Taylor Kirk, le compositeur derrière le projet Timber Timbre, nous a habitués à enrichir ses sonorités au fil des albums. Il faut dire que s’il jouait quasi solo sur ses trois premiers disques, tout ça s’est transformé en projet à géométrie variable formant un solide noyau avec le multi-instrumentiste Simon Trottier (Fontarabie, Avec Pas d’Casque) et le claviériste Mathieu Charbonneau (Avec Pas d’Casque, The Luyas et Torngat). S’ils en sont déjà à leur troisième album ensemble, c’est le premier sur lequel ils font un virage important. Les guitares aux accents désertiques font place à des sonorités plus urbaines; on nous transporte tantôt au coeur d’une ville en déchéance, tantôt dans un petit village glauque. La musique prend une teinte très eighties et tend, avec les mélodies sombres de Kirk, à évoquer l’univers de David Lynch, en particulier la musique d’Angelo Badalamenti pour Twin Peaks.

La pièce d’ouverture, aussi premier extrait de l’album, Velvet Gloves & Spit, est un parfait exemple de cette atmosphère. Ensuite, la très « Bowiesque » Grifting est une réussite, avec sa ligne de clavier à contretemps. Musicalement c’est ce qui s’éloigne le plus du son habituel de Timber Timbre; mais c’est bien incarné et la pièce donne un souffle à l’album. L’instrumentale Skin Tone et la pièce Moment nous replongent dans l’esthétique des années 80, avec en prime une voix robotique qui vient appuyer l’accrocheur refrain. Je saisis mal l’amour que porte de nombreux créateurs actuels pour cette période sombre de la musique (je dis ça malgré l’avénement essentiel de Jesus & Mary Chain, Pixies et Joy Division, entre autres), mais je dois admettre que Timber Timbre le fait plutôt bien et que ça injecte une certaine fraîcheur dans le projet. Les moments les plus forts surviennent en milieu de parcours, d’abord avec la langoureuse Sewer Blues, puis surtout avec Western Questions, qui est possiblement le morceau le plus proche du son habituel du groupe. Si l’effet vocal sur la pièce Moment fonctionne bien, la pièce Bleu Nuit, malgré sa musique irrésistiblement dramatique, peut rendre perplexe par l’utilisation agressive d’un filtre sur la voix du chanteur.

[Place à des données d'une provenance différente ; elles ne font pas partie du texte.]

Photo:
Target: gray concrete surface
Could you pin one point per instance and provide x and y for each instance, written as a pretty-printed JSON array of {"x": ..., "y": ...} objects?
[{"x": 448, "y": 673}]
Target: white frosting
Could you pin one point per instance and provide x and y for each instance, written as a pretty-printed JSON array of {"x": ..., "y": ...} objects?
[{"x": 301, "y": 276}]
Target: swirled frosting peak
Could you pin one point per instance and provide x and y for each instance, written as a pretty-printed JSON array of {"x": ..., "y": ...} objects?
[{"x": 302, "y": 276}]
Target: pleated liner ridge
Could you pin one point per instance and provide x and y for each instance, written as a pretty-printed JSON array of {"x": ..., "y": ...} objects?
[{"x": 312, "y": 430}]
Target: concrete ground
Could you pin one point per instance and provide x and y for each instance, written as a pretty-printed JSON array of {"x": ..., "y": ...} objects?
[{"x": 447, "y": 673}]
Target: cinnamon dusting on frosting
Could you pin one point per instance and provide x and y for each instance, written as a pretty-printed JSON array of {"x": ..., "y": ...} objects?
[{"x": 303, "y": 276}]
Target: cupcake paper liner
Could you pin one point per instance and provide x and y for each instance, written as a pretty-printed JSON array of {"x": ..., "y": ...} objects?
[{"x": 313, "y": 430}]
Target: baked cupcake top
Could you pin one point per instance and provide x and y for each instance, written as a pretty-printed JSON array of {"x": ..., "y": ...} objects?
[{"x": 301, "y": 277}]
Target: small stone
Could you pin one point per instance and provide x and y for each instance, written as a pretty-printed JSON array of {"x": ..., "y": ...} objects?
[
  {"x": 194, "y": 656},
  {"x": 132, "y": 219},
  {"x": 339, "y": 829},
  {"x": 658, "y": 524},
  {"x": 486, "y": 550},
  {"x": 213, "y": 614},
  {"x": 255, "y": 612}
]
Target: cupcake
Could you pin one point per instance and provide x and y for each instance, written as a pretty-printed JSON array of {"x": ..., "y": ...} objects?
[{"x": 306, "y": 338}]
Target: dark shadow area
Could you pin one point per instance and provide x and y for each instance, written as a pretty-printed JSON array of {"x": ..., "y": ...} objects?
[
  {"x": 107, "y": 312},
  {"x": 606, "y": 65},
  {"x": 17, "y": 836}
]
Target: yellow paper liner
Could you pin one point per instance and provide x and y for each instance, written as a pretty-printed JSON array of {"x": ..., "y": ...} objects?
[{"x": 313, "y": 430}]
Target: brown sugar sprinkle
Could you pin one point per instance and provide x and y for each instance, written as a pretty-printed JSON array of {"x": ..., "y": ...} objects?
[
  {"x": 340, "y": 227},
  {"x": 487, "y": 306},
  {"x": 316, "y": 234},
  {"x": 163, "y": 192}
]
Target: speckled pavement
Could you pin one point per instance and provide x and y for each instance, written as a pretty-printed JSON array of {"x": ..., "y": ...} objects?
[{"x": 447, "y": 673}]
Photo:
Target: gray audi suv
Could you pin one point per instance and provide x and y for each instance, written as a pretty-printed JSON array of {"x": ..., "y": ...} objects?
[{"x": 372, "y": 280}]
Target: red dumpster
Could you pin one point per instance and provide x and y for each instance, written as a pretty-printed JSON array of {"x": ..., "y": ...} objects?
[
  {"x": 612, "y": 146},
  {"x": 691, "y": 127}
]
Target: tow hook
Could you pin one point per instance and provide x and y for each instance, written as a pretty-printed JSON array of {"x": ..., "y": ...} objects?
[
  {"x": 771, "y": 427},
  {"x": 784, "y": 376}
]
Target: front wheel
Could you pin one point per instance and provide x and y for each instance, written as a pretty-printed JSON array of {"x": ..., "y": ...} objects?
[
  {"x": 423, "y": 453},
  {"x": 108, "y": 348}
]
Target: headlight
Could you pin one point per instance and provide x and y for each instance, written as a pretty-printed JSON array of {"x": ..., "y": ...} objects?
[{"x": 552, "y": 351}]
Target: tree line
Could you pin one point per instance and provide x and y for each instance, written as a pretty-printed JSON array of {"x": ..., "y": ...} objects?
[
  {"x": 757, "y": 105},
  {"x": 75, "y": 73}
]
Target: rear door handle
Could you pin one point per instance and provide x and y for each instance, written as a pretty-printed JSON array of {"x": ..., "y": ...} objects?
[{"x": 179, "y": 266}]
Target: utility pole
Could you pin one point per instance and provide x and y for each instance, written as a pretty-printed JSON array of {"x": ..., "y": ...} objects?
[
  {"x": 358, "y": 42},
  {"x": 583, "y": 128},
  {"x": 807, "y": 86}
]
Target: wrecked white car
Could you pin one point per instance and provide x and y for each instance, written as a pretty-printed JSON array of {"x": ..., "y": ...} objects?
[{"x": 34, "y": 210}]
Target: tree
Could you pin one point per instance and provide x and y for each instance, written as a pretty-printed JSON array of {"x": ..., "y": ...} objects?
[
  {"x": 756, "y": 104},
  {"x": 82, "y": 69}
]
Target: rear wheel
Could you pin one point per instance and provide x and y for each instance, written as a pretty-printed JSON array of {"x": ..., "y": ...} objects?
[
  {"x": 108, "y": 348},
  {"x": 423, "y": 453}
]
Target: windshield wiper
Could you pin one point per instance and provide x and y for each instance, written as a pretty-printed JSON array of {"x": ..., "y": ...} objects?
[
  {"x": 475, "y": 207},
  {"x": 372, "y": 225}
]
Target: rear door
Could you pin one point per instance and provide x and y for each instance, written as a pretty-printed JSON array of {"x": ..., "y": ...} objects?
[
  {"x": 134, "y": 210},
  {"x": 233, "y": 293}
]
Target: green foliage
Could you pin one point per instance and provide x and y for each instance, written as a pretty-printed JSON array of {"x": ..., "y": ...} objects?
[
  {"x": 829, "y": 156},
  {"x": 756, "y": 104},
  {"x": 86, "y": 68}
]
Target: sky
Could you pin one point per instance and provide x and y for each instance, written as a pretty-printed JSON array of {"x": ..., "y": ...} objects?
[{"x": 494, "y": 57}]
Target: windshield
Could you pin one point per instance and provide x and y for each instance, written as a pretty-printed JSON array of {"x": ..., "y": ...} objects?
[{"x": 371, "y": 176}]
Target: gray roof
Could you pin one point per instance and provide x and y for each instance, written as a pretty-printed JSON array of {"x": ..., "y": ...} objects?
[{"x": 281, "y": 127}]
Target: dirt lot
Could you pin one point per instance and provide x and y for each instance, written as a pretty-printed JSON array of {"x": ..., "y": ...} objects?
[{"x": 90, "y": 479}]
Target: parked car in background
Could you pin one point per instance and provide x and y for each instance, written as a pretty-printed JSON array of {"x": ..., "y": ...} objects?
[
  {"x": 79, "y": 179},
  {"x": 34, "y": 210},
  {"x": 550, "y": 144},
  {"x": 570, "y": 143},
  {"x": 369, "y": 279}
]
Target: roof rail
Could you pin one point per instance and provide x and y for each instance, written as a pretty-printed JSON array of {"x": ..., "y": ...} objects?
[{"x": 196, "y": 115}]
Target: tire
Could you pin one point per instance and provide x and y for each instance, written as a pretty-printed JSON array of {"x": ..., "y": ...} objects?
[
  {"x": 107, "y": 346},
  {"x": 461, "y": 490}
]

Côté paroles, on sent une désillusion poétique face à l’état du monde actuel et aux chances de s’en sortir. Ce n’est pas particulièrement optimiste, mais ça semblait nécessaire et c’est cohérent tant l’écriture ne semble pas forcée. Dans Western Questions, cette tendance à la poésie politique est particulièrement criante :

Western questions, villages moving, the visitor sailing in

Drifters, grifters, spanning sifters looking for a flash in the pan

International witness protection through mass migration

The imminent surrender of land

Tucked in safety at the counter of a luxury liner with a noose in my hand

Au final, l’amateur fidèle se retrouve avec un album qui présente une nette évolution dans le son du groupe. Le mélomane le plus récalcitrant réussira aussi probablement à apprécier le clavier cheesy grâce au son qui s’inscrit dans un univers plus sombre et inquiétant. D’ailleurs, impossible de passer sous silence la puissance évocatrice du titre : Sincerely, Future Pollution. Wow!